In The Armchair


Posted in Movies and Entertainment by Armchair Guy on July 26, 2008

Or, another one bites the dust.

Chandra Sekhar Yeleti was, to me, the Golden Boy of Telugu cinema. Along with Sekhar Kammula, he looked like one of the few who bring a semblance of sanity to Telugu movies, with good plotting and realistic direction. Aithe was a great story, and although it had flaws (I didn’t think it was polished enough and hated the poorly spoken Telugu, and the acting was lacklustre), I thought it pointed to good things ahead. Then I saw Anukokunda Oka Roju, and I was sold on Yeleti. That movie was so perfect I could hardly find a flaw with it.

So it was that I looked forward to watching Okkadunnadu with a great deal of interest. I was hoping for something that was an improvement on Aithe, or even (though unlikely) on Anukokunda Oka Roju. When the movie first started, I thought I’d hit the mother lode. The first 30 minutes or so are excellent, with a tightly told explanation of the story’s basic premises and central problem. Having set me up with expectations of a blissful couple of hours, Yeleti then proceeded to demolish all of my hopes.

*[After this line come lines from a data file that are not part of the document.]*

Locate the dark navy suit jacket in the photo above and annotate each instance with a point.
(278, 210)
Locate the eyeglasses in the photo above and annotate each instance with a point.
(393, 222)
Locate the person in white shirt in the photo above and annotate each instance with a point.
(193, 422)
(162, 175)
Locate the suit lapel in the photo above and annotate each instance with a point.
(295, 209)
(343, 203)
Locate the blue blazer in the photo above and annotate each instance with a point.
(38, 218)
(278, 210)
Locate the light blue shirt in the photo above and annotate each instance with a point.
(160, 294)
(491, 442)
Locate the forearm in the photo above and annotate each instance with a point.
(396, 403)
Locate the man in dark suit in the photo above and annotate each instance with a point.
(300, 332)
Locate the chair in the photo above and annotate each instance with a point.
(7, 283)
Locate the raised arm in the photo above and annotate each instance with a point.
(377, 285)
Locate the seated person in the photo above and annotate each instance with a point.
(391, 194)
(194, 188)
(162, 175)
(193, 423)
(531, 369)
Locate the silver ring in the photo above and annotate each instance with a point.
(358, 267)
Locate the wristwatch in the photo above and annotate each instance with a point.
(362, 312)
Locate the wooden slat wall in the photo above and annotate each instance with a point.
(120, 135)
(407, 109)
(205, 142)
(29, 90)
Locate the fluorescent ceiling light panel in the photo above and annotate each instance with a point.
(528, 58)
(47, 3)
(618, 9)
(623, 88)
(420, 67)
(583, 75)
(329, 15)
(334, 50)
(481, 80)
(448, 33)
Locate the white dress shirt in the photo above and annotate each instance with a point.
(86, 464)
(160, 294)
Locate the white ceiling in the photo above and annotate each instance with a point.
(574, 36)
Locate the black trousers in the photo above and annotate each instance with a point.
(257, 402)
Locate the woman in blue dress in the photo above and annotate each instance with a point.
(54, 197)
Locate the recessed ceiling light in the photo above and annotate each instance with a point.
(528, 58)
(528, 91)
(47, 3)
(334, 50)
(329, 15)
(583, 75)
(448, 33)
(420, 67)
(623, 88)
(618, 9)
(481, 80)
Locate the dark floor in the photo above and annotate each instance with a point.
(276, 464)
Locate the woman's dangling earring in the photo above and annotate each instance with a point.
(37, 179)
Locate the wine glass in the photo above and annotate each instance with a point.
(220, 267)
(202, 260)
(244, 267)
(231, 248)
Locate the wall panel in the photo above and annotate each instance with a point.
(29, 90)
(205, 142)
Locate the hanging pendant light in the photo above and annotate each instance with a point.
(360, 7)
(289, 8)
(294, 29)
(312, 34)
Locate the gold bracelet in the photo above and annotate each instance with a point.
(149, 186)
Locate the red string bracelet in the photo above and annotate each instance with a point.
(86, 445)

The first signs of trouble started with the Matrix-inspired wire-fu sequences when Kiran (Gopichand’s character) escapes from the hospital. Soon, he was single-handedly wiping a hospital drug-storage godown with 40+ goons. (When he hits a goon, the goon flies and lands a minimum of 20 feet away.) That could’ve stopped there, and the movie might still have been good – but that was not to be. Kiran solves all the problems he faces in this movie in this most direct fashion – by wire-fu-ing unbelievable hordes of thugs. There’s nothing else to the movie. The rest of the story is this: Kiran single-handedly bashes up Bombay’s most notorious don’s entire gang. He does so without any guile, either; simply walks into their midst and beats them all to a pulp.

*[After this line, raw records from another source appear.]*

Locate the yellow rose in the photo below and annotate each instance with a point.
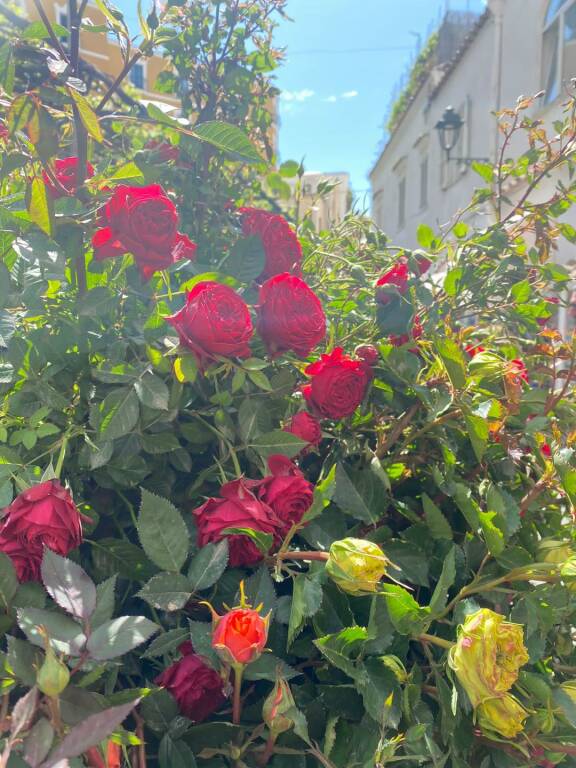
(504, 715)
(356, 565)
(487, 655)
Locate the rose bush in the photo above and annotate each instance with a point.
(271, 496)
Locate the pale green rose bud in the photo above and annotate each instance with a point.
(356, 566)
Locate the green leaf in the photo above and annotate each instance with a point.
(68, 585)
(39, 205)
(87, 115)
(306, 601)
(229, 138)
(406, 614)
(453, 359)
(8, 581)
(152, 391)
(446, 580)
(118, 413)
(166, 591)
(119, 636)
(162, 532)
(246, 259)
(278, 441)
(208, 565)
(437, 524)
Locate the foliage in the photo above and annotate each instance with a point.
(456, 469)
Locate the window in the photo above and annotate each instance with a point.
(137, 75)
(401, 203)
(558, 47)
(424, 183)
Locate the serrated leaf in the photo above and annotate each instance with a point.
(166, 591)
(68, 585)
(92, 731)
(229, 138)
(162, 532)
(437, 524)
(119, 636)
(208, 565)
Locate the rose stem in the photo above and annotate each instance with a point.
(237, 703)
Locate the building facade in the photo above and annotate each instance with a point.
(103, 51)
(515, 48)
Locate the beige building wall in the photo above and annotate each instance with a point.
(103, 51)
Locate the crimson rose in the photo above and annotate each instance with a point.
(290, 316)
(196, 687)
(338, 384)
(237, 507)
(286, 491)
(281, 246)
(143, 221)
(306, 427)
(65, 171)
(42, 516)
(215, 321)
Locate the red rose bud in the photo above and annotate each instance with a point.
(368, 353)
(196, 687)
(286, 492)
(275, 709)
(66, 172)
(290, 316)
(42, 516)
(306, 427)
(396, 279)
(214, 322)
(142, 221)
(338, 385)
(237, 507)
(281, 246)
(239, 637)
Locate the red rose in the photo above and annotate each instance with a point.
(144, 222)
(286, 492)
(306, 427)
(65, 171)
(196, 687)
(396, 279)
(290, 316)
(42, 516)
(338, 384)
(214, 322)
(237, 507)
(281, 246)
(240, 635)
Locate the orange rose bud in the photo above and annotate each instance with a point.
(240, 635)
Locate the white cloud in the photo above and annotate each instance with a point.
(300, 96)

What’s so sad about all of this is that Yeleti obviously has the ability to direct great movies. Perhaps it was the lukewarm box-office performance of his earlier films that prompted him to turn this potentially good movie into a no-holds-barred masala hotchpotch. It’s really too bad.

In short: stop watching this movie after the first 30 minutes. You’ll be left burning with curiosity, but perhaps unslaked curiosity is better than what you’ll see if you keep watching!